Use of dynamical downscaling to improve the simulation of Central U.S. warm season precipitation in CMIP5 models



[1] Despite supporting exceptionally productive agricultural lands, the Central U.S. is susceptible to severe droughts and floods. Such precipitation extremes are expected to worsen with climate change. However, future projections are highly uncertain as global climate models (GCMs) generally fail to resolve precipitation extremes. In this study, we assess how well models from the Coupled Model Intercomparison Project Phase 5 (CMIP5) simulate summer means, variability, extremes, and the diurnal cycle of Central U.S. summer rainfall. Output from a subset of historical CMIP5 simulations are used to drive the Weather Research and Forecasting model to determine whether dynamical downscaling improves the representation of Central U.S. rainfall.
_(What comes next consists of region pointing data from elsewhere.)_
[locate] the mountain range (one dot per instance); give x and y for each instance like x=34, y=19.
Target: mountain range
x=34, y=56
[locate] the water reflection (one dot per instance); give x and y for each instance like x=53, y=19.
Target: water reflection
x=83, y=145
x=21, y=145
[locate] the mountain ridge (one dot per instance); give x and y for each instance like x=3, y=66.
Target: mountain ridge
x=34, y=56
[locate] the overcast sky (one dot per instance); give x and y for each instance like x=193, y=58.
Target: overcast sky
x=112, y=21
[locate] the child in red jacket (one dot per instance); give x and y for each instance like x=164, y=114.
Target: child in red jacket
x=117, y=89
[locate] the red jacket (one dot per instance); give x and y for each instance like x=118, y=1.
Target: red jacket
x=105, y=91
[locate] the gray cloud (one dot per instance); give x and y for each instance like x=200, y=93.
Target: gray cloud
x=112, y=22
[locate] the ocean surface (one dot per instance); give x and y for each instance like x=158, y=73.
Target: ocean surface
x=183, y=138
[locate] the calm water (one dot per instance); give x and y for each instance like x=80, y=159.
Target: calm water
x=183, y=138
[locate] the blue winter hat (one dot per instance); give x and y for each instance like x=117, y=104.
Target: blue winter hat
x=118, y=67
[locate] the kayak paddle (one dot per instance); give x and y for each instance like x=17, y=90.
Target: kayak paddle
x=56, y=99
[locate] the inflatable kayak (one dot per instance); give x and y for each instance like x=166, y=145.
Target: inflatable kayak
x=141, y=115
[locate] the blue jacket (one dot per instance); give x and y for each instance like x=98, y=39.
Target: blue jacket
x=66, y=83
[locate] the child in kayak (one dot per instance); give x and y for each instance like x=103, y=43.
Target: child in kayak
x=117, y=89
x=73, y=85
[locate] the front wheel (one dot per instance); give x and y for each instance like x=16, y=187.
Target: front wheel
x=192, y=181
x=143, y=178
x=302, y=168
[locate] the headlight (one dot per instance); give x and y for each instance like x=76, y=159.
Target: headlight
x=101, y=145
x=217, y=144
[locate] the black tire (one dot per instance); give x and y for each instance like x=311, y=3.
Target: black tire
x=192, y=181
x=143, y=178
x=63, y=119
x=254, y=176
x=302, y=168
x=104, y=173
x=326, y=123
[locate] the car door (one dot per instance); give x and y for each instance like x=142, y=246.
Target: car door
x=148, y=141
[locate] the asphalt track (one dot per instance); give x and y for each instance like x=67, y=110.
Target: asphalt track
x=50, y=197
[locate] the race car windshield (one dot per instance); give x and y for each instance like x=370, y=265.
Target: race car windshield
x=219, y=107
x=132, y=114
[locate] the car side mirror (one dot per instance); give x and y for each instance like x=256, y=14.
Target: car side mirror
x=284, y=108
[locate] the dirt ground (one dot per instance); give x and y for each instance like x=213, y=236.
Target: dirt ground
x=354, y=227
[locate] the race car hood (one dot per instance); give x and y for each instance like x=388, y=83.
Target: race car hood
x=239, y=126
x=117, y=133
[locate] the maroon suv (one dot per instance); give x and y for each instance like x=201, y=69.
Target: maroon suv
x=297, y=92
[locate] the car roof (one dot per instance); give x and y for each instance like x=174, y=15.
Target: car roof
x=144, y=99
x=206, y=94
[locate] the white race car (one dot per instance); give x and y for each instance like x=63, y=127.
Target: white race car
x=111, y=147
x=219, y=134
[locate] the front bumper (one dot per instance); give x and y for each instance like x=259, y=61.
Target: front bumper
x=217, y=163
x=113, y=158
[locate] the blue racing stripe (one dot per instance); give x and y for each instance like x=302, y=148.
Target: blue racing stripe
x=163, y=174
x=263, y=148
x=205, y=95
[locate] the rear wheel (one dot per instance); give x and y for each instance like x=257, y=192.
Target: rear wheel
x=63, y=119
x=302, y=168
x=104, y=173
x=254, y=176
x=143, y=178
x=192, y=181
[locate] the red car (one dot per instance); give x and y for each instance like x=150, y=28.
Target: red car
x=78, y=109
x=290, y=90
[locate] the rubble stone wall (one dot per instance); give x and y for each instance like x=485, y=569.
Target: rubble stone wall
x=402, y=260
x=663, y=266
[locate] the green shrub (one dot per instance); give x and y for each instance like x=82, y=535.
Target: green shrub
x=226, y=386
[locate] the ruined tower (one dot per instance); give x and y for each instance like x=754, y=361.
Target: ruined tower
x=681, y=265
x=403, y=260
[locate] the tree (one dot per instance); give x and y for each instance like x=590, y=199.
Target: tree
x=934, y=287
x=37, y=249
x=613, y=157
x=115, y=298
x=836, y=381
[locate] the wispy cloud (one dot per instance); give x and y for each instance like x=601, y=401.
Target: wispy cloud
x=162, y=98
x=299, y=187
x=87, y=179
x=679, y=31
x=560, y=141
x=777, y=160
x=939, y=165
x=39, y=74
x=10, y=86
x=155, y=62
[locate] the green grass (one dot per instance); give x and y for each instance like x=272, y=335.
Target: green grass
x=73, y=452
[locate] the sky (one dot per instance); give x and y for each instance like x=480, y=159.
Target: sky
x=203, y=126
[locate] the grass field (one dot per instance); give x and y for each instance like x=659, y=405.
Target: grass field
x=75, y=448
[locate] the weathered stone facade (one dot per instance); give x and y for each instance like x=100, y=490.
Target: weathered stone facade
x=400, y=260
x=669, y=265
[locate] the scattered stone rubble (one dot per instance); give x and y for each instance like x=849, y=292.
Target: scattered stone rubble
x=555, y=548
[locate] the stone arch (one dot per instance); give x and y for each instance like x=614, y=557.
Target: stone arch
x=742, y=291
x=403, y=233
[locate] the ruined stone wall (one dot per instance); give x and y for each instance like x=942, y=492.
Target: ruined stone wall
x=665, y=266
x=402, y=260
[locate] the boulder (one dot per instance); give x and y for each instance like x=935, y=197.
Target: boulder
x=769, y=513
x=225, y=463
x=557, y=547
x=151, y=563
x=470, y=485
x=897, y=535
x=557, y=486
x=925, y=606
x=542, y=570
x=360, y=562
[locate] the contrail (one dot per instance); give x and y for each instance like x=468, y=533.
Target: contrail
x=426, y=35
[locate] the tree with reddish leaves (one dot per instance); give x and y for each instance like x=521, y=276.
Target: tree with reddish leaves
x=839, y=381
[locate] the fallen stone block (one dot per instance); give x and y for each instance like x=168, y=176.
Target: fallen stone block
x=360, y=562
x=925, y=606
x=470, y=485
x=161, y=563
We investigate which boundary conditions influence dynamically downscaled precipitation estimates and identify GCMs that can reasonably simulate precipitation when downscaled. The CMIP5 models simulate the seasonal mean and variability of summer rainfall reasonably well but fail to resolve extremes, the diurnal cycle, and the dynamic forcing of precipitation. Downscaling to 30 km improves these characteristics of precipitation, with the greatest improvement in the representation of extremes. Additionally, sizeable diurnal cycle improvements occur with higher (10 km) resolution and convective parameterization disabled, as the daily rainfall peak shifts 4 h closer to observations than 30 km resolution simulations. This lends greater confidence that the mechanisms responsible for producing rainfall are better simulated. Because dynamical downscaling can more accurately simulate these aspects of Central U.S. summer rainfall, policymakers can have added confidence in dynamically downscaled rainfall projections, allowing for more targeted adaptation and mitigation.